Un article du Dossier

Immobilier : faut-il craindre un crash ?

Face à un marché en difficulté, la Banque du Liban (BDL) a émis en juin dernier une circulaire intermédiaire (n° 427), autorisant les banques commerciales à fournir des facilités de crédit aux sociétés immobilières souhaitant racheter des propriétés à des promoteurs en difficulté, à condition néanmoins que les transactions concernées répondent à un certain nombre de critères. Il s’agit ainsi uniquement de biens financés par un prêt bancaire en cours de remboursement et dont le solde restant équivaut à non moins de 50 % de la valeur du produit. En parallèle, les biens acquis doivent être utilisés d’abord pour rembourser les crédits bancaires correspondants, avant d’être vendus sur le marché dans un délai maximal de 10 ans. Parmi les autres conditions, les sociétés immobilières sont tenues de financer l’opération d’acquisition en utilisant un minimum de 40 % de leurs capitaux propres, contre un maximum de 60 % provenant de facilités de crédit. Selon le chef du département de recherche à la Byblos Bank, Nassib Ghobril, cette circulaire – la première en son genre depuis au moins 2001 – constitue un aveu direct des difficultés rencontrées par les promoteurs en termes d’écoulement de leur stock. « Il s’agit d’un bailout (renflouement) et la preuve concrète qu’il existe désormais un réel problème sur le marché », souligne-t-il. « Le danger réside au niveau du degré d’endettement des promoteurs. L’idée reçue est que ces derniers ont souvent recours à l’autofinancement mais, en réalité, il existe près de deux milliards de dollars de crédits immobiliers, toujours en cours », ajoute-t-il.
Cette intervention musclée de la Banque centrale ne vise pas tant à sauver certains promoteurs qu’à « protéger les banques contre le risque croissant de non-paiement de la part des constructeurs et d’un effet domino qui entraînerait un crash », estime pour sa part Jihad el-Hokayem.

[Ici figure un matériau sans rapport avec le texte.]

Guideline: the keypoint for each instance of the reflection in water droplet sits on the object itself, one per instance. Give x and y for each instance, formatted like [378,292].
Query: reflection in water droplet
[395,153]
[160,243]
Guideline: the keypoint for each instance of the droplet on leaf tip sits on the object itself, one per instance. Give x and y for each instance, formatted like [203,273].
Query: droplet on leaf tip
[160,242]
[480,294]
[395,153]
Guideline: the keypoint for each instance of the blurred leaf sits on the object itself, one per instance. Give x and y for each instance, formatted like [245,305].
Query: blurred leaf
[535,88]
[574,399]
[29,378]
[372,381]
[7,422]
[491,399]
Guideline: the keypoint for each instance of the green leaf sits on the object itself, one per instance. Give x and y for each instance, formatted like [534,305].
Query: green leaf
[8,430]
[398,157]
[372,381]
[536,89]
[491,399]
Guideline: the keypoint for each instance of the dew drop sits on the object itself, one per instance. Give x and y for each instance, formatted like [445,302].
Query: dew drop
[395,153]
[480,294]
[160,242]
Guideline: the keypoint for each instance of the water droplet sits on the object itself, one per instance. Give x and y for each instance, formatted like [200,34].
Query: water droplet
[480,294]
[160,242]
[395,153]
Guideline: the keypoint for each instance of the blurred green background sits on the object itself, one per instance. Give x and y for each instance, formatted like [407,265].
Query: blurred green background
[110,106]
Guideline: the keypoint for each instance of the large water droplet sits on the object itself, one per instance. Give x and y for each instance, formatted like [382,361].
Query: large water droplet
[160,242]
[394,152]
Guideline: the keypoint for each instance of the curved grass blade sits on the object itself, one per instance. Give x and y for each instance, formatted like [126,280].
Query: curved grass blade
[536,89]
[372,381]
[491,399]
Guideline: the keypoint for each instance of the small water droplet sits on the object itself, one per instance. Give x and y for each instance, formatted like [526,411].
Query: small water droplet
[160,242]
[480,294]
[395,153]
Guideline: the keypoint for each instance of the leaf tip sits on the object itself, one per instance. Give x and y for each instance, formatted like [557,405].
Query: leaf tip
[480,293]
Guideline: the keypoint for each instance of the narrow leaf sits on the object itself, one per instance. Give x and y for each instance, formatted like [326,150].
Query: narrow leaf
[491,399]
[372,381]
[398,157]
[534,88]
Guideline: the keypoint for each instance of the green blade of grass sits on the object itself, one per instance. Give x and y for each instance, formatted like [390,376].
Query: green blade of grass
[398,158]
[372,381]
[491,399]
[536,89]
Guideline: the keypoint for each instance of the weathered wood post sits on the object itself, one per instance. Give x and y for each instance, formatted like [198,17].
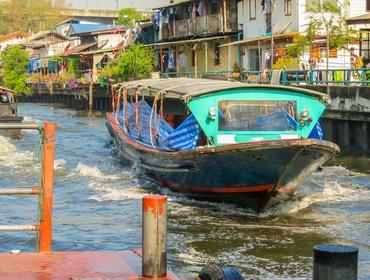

Un point de vue que réfute Massaad Farès, président de la Real Estate Association of Lebanon (Real). « La mesure prise par la BDL n’est ni un renflouement ni la preuve d’un éventuel effondrement. Elle fait simplement partie des nombreux efforts déployés par la Banque centrale depuis dix ans pour soutenir l’immobilier au Liban, qui représente près d’un tiers du PIB », assure-t-il.
Massaad Farès est en passe de créer une société immobilière dans le cadre de la récente circulaire, en partenariat avec Namir Cortas, président de l’Association des promoteurs immobiliers du Liban (Redal). Celle-ci sera dotée à terme d’un milliard de dollars, dont 40 % levés auprès d’investisseurs individuels et institutionnels, et 60 % sous forme de crédits accordés par les banques. La filiale financière de la Bankmed, MedSecurities, a déjà été désignée pour se charger des placements. « L’objectif est d’acheter des appartements en gros et de les vendre au détail à des résidents ainsi qu’à des Libanais de la diaspora, en profitant des économies d’échelle. Par conséquent, nos achats ainsi que nos ventes seront à des prix intéressants, et permettront de lancer une nouvelle dynamique en injectant des liquidités sur le marché », précise-t-il. Les appartements n’ayant pas encore été vendus depuis 2011 constituent la principale cible de la société.